The money spent on sports did not raise the status of the college, nor keep Coach Del Harris, one of the advocates, from leaving for bigger dollars elsewhere, or just the chance to actually lead a team that competed nationally. And the school is not even known for soccer, cross country, while basketball and football status is lower.

56 ganpati June 2, 2017 at 10:03 pm


57 JC June 2, 2017 at 12:19 pm

In the case of animals fighting optimally, it’s important to note that your definition of optimal may not be evolution’s definition of optimal.

A lot of animal fighting behavior is inefficient in itself because it’s a test or display of fitness. Such inefficient displays often prove to be beneficial in ways that aren’t immediately obvious if you’re limiting your criteria to “who will win?”

58 chuck martel June 2, 2017 at 12:25 pm

6. Neither the Bennett Hypothesis nor the disinvestment hypothesis is the primary cause: ” perhaps universities look to exploit their pricing power in the market leading them to raise tuition whether appropriations rise or fall”

The University of Minnesota annually gets over 30,000 admissions applications for less than 5300 openings. As long as that ratio continues tuition will only go up. The ag campus has a small butcher shop, open a few hours a week. Upon being asked why the price of lamb should be so high, one of the student butchers replied: “We keep raising the price and people keep buying it.” Flagship state universities have a monopoly in educational signalling.

59 Thiago Ribeiro June 2, 2017 at 12:40 pm

“Flagship state universities have a monopoly in educational signalling.”

Yet, Brazilian Sate Universities can afford to charge no tuition whatsoever. It is easy when a people doesn’t worship the Almighty Dollar.

60 JWatts June 2, 2017 at 12:59 pm

I think the more likely take away is that Brazilian Universities aren’t particularly good.

61 Thiago Ribeiro June 2, 2017 at 1:14 pm

The more lilely take away is that Americans do not value education enough to make investing heavily on it their priority. One country elected a TV star whose university was a sham, the other is ruled by one of the most distinguished and accomplished intellectuals of out days. Every country has the government it deserves.

62 JWatts June 2, 2017 at 1:35 pm

The best University in Brazil gets a ranking of #138th best in the world. So, the evidence suggests that Brazil universities aren’t very competitive globablly.

63 static June 2, 2017 at 1:37 pm

“more lilely take away is that Americans do not value education enough to make investing heavily on it their priority”
That is the opposite of correct. Americans literally pay more for it than anyone else.

64 Thiago Ribeiro June 2, 2017 at 2:11 pm

I wouldn’t know, I know no one who reads US News & Report, the holy grail of American thought! I will let you know Brazil have several universities among the best in the world. (six ti ea morte than Mexico, actually). Most of them are at the same level George Mason ia or above.

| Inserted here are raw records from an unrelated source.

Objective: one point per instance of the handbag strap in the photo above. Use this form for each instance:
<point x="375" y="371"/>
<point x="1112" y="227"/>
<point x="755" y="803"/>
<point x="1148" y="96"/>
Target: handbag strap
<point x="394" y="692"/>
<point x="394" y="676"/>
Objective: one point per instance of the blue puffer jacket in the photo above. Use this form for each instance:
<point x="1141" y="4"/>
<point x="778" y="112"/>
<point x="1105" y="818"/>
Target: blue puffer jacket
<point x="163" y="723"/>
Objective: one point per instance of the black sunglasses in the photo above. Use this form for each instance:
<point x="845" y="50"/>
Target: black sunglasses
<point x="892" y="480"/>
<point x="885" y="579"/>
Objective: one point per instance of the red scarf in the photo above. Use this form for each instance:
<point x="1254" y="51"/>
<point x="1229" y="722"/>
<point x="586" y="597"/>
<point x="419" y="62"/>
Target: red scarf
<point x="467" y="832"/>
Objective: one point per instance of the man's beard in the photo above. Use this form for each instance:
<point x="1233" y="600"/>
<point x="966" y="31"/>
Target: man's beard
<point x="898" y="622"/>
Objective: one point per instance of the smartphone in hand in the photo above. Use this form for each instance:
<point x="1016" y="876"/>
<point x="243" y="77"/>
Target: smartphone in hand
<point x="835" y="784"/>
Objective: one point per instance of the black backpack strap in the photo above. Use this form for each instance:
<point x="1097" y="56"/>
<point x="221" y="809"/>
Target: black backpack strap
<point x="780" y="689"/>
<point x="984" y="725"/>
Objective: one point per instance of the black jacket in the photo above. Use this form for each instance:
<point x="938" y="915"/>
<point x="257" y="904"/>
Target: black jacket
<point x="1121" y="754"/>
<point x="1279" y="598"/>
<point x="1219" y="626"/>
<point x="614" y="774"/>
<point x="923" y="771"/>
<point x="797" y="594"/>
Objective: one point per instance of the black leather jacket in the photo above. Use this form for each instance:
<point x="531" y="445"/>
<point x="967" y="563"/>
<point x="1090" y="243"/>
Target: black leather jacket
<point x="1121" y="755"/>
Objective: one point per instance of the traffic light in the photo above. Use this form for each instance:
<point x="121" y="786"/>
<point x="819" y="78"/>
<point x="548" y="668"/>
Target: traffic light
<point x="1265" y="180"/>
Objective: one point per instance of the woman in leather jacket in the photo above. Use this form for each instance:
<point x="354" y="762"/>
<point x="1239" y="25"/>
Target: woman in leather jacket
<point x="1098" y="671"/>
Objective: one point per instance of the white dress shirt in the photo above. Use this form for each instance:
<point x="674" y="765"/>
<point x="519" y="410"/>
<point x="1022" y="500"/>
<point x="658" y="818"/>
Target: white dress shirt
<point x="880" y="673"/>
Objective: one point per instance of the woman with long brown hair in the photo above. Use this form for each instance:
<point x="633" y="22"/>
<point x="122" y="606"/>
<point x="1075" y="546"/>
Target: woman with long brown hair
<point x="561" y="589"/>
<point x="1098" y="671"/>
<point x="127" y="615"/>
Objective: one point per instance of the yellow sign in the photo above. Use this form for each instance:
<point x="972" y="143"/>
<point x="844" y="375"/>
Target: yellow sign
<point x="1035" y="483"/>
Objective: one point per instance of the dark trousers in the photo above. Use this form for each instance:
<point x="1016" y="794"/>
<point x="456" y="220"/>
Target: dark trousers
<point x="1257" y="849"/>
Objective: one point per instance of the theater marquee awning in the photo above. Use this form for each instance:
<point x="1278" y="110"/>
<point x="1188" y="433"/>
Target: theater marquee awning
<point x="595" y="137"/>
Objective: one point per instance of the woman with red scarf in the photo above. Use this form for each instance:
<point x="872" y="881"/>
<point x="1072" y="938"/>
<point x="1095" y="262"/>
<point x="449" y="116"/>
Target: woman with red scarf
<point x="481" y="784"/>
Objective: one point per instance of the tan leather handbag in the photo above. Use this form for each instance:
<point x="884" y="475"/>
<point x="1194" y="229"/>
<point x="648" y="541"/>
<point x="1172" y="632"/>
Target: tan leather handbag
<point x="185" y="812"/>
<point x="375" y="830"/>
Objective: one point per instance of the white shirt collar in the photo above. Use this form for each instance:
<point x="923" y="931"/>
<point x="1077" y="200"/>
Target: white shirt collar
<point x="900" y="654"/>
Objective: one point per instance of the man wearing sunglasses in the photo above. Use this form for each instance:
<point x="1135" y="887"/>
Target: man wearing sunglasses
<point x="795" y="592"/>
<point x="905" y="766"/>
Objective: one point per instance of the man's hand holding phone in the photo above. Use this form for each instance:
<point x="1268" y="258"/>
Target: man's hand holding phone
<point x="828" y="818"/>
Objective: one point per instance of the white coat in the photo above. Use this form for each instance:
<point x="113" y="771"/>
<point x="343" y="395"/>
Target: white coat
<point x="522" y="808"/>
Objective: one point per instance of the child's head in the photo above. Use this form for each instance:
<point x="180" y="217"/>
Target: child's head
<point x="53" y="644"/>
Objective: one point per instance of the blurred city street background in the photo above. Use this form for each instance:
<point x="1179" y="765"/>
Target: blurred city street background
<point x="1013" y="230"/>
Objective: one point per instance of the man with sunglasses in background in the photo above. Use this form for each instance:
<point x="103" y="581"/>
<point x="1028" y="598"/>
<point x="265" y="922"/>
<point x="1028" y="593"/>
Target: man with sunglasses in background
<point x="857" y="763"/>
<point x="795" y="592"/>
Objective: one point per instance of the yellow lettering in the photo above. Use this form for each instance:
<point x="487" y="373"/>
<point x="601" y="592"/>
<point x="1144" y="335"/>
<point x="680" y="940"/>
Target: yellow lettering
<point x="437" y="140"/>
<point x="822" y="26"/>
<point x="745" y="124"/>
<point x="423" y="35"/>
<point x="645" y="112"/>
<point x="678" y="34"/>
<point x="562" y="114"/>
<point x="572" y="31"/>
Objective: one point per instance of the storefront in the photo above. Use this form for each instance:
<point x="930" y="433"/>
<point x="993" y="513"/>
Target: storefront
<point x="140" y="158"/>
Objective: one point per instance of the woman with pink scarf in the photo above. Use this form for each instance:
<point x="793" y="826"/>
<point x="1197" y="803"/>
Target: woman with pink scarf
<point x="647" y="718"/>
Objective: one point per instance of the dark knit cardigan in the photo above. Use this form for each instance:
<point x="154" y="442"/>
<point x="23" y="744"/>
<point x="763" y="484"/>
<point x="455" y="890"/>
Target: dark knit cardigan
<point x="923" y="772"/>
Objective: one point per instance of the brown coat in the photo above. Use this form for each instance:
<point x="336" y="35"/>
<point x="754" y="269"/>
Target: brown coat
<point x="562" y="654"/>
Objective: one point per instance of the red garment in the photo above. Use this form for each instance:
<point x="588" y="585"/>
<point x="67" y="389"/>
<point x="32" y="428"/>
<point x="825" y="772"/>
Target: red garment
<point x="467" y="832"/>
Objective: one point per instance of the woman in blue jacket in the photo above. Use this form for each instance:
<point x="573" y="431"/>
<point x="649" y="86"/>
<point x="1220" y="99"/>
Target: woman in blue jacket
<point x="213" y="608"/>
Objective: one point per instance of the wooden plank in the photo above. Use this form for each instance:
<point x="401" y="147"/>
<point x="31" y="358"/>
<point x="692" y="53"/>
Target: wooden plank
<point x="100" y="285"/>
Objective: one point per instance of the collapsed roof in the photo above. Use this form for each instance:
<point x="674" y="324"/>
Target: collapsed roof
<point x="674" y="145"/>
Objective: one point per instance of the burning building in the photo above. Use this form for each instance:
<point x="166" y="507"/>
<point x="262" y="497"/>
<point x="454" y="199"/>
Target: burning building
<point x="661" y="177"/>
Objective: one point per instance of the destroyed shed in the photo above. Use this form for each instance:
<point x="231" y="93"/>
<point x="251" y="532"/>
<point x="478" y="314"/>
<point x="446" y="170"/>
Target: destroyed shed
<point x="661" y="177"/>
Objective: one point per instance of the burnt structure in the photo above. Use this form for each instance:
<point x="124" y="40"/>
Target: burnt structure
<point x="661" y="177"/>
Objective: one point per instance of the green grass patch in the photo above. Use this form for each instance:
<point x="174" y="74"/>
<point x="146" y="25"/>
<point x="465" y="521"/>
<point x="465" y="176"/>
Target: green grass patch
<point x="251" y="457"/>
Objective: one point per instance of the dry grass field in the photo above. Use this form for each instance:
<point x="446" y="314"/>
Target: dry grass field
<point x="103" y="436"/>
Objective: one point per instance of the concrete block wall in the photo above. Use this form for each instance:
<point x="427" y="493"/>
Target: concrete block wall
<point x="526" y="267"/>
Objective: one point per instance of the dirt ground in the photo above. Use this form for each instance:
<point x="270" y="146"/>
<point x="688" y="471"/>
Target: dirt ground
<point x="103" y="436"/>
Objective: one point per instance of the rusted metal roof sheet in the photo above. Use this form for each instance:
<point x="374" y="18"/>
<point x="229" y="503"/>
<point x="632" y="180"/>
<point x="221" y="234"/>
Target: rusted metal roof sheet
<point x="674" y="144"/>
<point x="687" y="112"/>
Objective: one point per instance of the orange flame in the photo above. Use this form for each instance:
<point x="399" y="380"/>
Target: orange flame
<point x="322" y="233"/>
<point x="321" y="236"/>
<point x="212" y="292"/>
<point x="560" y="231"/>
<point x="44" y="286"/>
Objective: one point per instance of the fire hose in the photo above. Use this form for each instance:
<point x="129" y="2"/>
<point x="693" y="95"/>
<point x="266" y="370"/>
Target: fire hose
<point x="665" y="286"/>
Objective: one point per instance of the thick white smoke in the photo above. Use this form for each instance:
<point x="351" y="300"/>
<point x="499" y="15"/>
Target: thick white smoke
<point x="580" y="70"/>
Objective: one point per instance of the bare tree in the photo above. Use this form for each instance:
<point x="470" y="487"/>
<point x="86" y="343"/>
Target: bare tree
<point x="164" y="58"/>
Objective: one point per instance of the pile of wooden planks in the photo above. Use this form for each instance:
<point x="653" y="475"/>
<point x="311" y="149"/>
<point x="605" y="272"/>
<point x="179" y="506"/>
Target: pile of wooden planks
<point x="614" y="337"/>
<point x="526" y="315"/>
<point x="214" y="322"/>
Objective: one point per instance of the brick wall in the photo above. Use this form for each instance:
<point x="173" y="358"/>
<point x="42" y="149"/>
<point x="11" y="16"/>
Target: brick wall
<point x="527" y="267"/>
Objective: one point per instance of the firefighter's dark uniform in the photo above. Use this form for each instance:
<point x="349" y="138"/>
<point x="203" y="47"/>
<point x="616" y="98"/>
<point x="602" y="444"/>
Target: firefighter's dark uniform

65 Thiago Ribeiro June 2, 2017 at 2:16 pm

“That is the opposite of correct. Americans literally pay more for it than anyone else.”
The rich and the powerful, you mean. Meanwhile, the poor and the Middle Classes are saddled with unpayable and undischargeable debt!! Americans do not understant that fostering and nurturing talent must be a national policy and that, as Mr. Drucker once pointed out, a great educarional system must be a mass educational system because only by allowing many people to study it is possible to identify and select the talents that will, at the end, propel the economy.

66 JWatts June 2, 2017 at 5:32 pm

“you know Brazil have several universities among the best in the world.

Did you look at your own link? The best university in Brazil is in the 101-150 ranking and it drops rapidly from there.

“Most of them are at the same level George Mason ia or above.”

Yeah, no their not. George Mason is below the top ranked Brazil University in Brazil but well ahead of the next 4. And GMU isn’t considered a top tier US university.

67 Thiago Ribeiro June 2, 2017 at 6:27 pm

“GMU isn’t considered a top tier US university.” It is among the top hundred, probaby top eighty. It is impossible to every American state have two universities beetter than it. And Brazil lrevailed amidst the worst recession of its history, which oficially ended yesterday or has been oficially acknowledged to have ended yesterday. The best Brazilian university prevailed over the best Taiwanese university, the best Mexican university and most American universities, except those for the rich and the powerful – again, we are talking about free schooling, schooling for the people, not just for the rich and the powerful.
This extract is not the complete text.